Although lower extremity edema is common amongst pregnant women, it can also be caused by other more dangerous complications, such as pre-eclampsia. Pre-eclampsia is characterized by high blood pressure that could lead to seizure, cerebral hemorrhage, and even damages to the liver and kidneys. It is a serious complication and can be life-threatening for both the mother and the baby. Pre-eclampsia usually begins after 28 weeks of pregnancy and can develop rapidly, even in women whose blood pressure was normal in the early stages. If pregnant women experience lower extremity edema and abnormalities are detected in their blood pressure or urine tests, they should raise their concerns to their doctors to rule out the possibility of pre-eclampsia.

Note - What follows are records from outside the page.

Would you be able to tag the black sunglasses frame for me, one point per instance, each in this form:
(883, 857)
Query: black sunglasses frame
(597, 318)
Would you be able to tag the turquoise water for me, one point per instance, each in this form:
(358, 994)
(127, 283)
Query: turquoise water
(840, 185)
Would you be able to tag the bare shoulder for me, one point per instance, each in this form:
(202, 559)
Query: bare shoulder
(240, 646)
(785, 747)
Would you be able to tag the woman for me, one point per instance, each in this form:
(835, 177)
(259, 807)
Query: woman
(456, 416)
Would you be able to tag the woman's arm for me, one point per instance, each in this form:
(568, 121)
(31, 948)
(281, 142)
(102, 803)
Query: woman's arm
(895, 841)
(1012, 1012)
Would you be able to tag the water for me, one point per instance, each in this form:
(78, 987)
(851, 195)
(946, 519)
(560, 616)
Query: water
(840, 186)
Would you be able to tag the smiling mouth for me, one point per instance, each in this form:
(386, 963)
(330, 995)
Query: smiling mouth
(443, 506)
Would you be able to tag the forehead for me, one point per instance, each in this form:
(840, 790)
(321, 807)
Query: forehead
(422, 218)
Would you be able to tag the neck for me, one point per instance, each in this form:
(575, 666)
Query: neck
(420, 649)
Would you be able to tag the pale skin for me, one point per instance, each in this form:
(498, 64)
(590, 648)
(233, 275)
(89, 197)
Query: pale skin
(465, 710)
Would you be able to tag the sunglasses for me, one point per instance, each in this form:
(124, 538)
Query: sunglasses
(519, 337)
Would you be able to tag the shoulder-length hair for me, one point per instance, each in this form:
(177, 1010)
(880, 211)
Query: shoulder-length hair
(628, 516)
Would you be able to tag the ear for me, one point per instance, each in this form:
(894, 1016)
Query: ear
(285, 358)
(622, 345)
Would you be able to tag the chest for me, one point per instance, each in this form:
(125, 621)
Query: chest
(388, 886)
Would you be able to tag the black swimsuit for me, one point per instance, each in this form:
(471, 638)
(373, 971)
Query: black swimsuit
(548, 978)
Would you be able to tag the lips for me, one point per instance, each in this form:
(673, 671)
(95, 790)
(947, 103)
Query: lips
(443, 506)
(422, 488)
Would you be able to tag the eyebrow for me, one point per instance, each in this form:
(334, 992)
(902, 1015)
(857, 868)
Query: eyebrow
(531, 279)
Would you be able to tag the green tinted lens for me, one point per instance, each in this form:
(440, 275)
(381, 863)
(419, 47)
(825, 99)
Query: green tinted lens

For mild cases of lower extremity edema, the symptom can be relieved with methods such as elevating the lower legs regularly, wearing compression stockings, and reducing the daily salt intake. Expectant mothers should not try diuretics on their own without consulting a doctor, as improper medication may bring side effects to both the mother and the fetus.
If pre-eclampsia is diagnosed, doctors will arrange treatment immediately including prescribing antihypertensive drugs. The fetus’ condition will be closely monitored to check if there are signs of hypoxia or growth restriction. In cases where it is necessary, early delivery may be arranged to ensure the health of the mother and the baby.